Building and Using a SAN (Part II)

W. Curtis Preston

In Part I of Building and Using a SAN (Sys Admin, May 2001), I talked about the three main areas of functionality that SANs make possible:

Offline storage consolidation -- Offline storage consolidation is simply another way to say that you can share a tape library via the SAN. Tape drives are dynamically allocated to the servers that need them.
Online storage consolidation -- When you move from discrete disks behind individual servers to putting all of your storage on the SAN, you have consolidated your online storage. This adds quite a bit of manageability and backup and recovery functionality. In the last issue, I only covered the administrative manageability issues. In this issue, I will cover the ways that online storage consolidation make backups easier.
Truly highly available systems -- Although highly available systems are an entirely different discipline, I also wanted to cover how SANs make it easier to build truly highly available systems.

I will continue the discussion about building and using a SAN by examining the ways that online storage consolidation makes backups easier. I will then examine high-availability systems, followed by an overview of what's involved in building a SAN. See Figure 1 for an example of a SAN.

Online Storage Consolidation

Now that we've consolidated all of our online storage onto the SAN, what about backups? There are two very interesting possibilities that online storage consolidation facilitates. Consider the storage array in Figure 1. With proper zoning, it is visible to all three servers. What if you could make a copy of Server-A's data, and make it visible to Server-B? This would allow Server-B to back up Server-A's data without creating any load on Server-A at all. What if you had dozens of servers that you wanted to back up this way? If you could make a copy of each of their data sets available on the SAN, you could have one server dedicated to backing them up. That would allow you to back up terabytes of data without impacting the servers using that data. This is being done today in data centers across the country.

You may be wondering how this is accomplished. Whether you are talking about an enterprise volume manager or a feature built into a storage array, there are two main ways that these copies can be created. The most common way of making these copies is to create a "third mirror" of the data. Via the SAN, an entirely different set of disks is attached as an additional mirror to the primary disks containing the data you wish to back up. Once this mirror is established, the application using the data is put into backup mode, and the mirror is split. Once the mirror is split, the application is taken out of backup mode. Once this is done, you have a completely independent set of disks that contain a copy of your production data set. You can then take as long as you want to back it up.

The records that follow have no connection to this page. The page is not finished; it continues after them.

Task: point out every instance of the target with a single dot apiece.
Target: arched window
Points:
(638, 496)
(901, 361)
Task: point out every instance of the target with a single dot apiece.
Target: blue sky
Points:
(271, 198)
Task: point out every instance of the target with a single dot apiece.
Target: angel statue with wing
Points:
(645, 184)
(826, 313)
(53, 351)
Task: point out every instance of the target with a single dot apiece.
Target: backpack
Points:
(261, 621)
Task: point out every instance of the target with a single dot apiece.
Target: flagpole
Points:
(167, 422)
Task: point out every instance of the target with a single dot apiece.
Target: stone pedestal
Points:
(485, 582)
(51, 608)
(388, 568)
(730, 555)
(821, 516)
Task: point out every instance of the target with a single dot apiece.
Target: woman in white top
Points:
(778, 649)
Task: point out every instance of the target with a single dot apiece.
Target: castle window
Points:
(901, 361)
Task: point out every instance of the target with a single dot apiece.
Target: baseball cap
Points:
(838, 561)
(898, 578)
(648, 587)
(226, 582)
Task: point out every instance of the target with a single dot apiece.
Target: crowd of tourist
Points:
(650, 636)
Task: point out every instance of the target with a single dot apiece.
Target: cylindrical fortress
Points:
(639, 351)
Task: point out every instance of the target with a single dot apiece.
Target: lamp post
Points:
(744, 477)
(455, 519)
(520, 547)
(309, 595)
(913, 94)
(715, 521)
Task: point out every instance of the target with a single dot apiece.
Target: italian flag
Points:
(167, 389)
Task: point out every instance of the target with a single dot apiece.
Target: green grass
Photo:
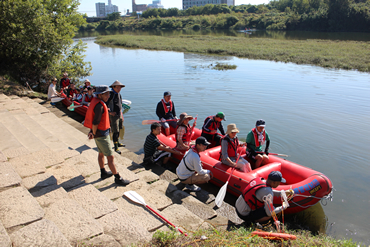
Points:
(348, 55)
(241, 237)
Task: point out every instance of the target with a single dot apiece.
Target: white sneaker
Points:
(192, 187)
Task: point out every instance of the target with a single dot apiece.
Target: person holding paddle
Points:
(184, 132)
(166, 111)
(255, 139)
(229, 150)
(210, 127)
(97, 120)
(114, 104)
(250, 205)
(190, 170)
(153, 149)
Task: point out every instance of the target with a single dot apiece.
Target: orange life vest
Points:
(104, 122)
(249, 193)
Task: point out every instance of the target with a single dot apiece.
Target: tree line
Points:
(313, 15)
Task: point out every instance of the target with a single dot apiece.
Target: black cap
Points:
(202, 140)
(276, 176)
(260, 122)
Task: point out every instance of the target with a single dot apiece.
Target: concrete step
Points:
(25, 137)
(41, 133)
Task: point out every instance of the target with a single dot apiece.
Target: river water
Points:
(320, 117)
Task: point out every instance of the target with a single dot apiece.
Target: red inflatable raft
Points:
(309, 186)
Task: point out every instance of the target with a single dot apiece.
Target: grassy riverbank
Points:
(349, 55)
(242, 237)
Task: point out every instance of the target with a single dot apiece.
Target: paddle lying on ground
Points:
(135, 197)
(284, 155)
(145, 122)
(71, 107)
(222, 192)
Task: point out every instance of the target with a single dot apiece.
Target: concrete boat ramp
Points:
(51, 193)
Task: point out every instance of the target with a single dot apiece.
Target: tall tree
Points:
(36, 38)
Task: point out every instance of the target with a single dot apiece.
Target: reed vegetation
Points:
(348, 55)
(242, 237)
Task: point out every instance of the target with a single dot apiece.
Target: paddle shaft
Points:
(165, 219)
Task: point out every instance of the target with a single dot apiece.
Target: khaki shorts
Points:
(104, 145)
(116, 123)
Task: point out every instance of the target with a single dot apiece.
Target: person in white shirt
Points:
(190, 170)
(52, 92)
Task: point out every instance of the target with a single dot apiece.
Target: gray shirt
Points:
(245, 210)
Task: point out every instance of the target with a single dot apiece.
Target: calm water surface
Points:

Another way to create the copy is to use a "snapshot". Instead of making an entirely separate mirror, you use snapshot software to create a "symbolic" mirror. A snapshot is not a physical copy of the data like the split mirror is. To create the snapshot, you put the application that is using the primary disk in backup mode, create the snapshot, and take the application out of backup mode. The snapshot then appears to any server on the SAN as a valid, mountable disk, when it is really a symbolic representation only.

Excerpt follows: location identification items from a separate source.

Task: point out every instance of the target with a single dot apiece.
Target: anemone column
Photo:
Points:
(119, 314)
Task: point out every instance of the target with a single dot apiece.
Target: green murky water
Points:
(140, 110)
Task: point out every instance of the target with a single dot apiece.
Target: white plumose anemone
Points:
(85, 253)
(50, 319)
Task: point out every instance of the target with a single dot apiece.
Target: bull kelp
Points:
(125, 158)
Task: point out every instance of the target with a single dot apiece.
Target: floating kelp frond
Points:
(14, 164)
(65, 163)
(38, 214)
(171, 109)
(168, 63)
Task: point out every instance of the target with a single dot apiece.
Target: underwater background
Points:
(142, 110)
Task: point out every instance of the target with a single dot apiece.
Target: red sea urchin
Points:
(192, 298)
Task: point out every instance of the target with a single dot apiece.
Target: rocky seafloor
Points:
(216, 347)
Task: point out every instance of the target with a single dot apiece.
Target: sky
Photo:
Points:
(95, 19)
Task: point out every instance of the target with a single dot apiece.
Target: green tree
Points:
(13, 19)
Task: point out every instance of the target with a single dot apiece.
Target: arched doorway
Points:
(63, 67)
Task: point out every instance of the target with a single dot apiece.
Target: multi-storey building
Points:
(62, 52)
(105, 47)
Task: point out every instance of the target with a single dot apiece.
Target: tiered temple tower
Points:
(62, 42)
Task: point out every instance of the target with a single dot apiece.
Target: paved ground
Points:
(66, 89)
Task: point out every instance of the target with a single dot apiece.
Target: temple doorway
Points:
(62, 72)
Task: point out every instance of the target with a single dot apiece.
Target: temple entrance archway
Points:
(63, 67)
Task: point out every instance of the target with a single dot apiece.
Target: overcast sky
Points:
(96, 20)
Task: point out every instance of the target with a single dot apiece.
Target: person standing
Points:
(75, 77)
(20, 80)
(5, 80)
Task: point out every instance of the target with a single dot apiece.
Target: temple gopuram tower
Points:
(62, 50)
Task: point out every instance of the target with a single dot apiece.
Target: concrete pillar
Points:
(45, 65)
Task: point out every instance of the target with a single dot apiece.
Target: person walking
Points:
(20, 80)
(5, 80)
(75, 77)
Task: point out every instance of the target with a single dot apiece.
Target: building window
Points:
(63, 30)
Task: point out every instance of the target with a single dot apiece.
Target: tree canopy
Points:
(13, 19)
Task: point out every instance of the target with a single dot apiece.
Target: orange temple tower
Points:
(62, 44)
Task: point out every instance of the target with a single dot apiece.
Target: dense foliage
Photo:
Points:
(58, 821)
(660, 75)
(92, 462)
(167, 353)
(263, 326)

When you create a snapshot, the software or hardware keeps track of what blocks have changed on that device since you created the snapshot, and stores a copy of the "before" images of those blocks, before they are changed. This is referred to as "copy on write" technology, and is just like the snapshots that you can create with Network Appliance filers and the Veritas File System. When your backup application attempts to back up the snapshot, the snapshot application watches which blocks of data it is asking for. If it asks for a block of data that hasn't changed since the snapshot was taken, the data is retrieved from the original disk. If it asks for a block of data that has changed, it retrieves it from the cache disk. This is all invisible to the backup application.

While both of these technologies are available on local servers and disks, it is the SAN that truly brings them to life. Only by putting your storage on the SAN are you able to make the snapshots or split mirrors available for another server to back them up. There is even an emerging technology within the SAN that will allow you to send the data directly from the split mirror or snapshot to a tape drive on the SAN without going through any CPU. This is referred to as serverless backups1, and the technology that makes it possible is called third-party copy.

Truly Highly Available Systems

Another area that has benefited from the advent of SANs has been highly available systems. Because SANs allow for multiple paths from multiple servers to multiple physical devices, it is easier to build a truly highly available system. Consider Server-B and Server-C (Figure 1) -- both of them have an independent path to the right two switches. Each of the right two switches also has an independent path to the two disk arrays. If you used an enterprise volume manager and a high-availability application, you could mirror the two disk arrays and mirror the application on both servers. There would be no single point of failure in that system. This model can be expanded to clusters of dozens of systems, all sharing common functions.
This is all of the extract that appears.